However, medications are available to help when symptoms interfere with
functioning. Unfortunately, there is no one medication that is helpful to
all persons with TS, nor does any medication completely eliminate
symptoms; in addition, all medications have side effects. Instead, the
available TS medications are only able to help reduce specific symptoms.
Some patients who require medication to reduce the frequency and
intensity of the tic symptoms may be treated with neuroleptic drugs such
as haloperidol and pimozide. These medications are usually given in very
small doses that are increased slowly until the best possible balance
between symptoms and side effects is achieved.

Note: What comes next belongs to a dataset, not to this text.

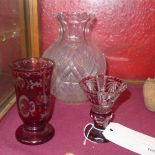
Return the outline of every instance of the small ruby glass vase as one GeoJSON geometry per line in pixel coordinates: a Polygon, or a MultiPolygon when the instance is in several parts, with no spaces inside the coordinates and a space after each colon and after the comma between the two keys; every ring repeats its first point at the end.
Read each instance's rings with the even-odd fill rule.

Recently scientists have discovered that long-term use of neuroleptic
drugs may cause an involuntary movement disorder called tardive dyskinesia.
However, this condition usually disappears when medication is
discontinued. Short-term side effects of haloperidol and pimozide include
muscular rigidity, drooling, tremor, lack of facial expression, slow
movement, and restlessness. These side effects can be reduced by drugs
commonly used to treat Parkinson's disease. Other side effects such as
fatigue, depression, anxiety, weight gain, and difficulties in thinking
clearly may be more troublesome.
Clonidine, an antihypertensive drug, is also used in the treatment of
tics. Studies show that it is more effective in reducing motor tics than
reducing vocal tics. Fatigue, dry mouth, irritability, dizziness,
headache, and insomnia are common side effects associated with clonidine
use. Fluphenazine and clonazepam may also be prescribed to help control
tic symptoms.
Medications are also available to treat some of the associated
behavioral disorders. Stimulants such as methyphenidate, pemoline, and
dextroamphetamine, usually prescribed for attention deficit disorders,
although somewhat effective, have also been reported to increase tics;
therefore their use is controversial. For obsessive compulsive behaviors
that significantly disrupt daily functioning, fluoxetine, clomipramine,
sertraline, and paroxetine may be prescribed.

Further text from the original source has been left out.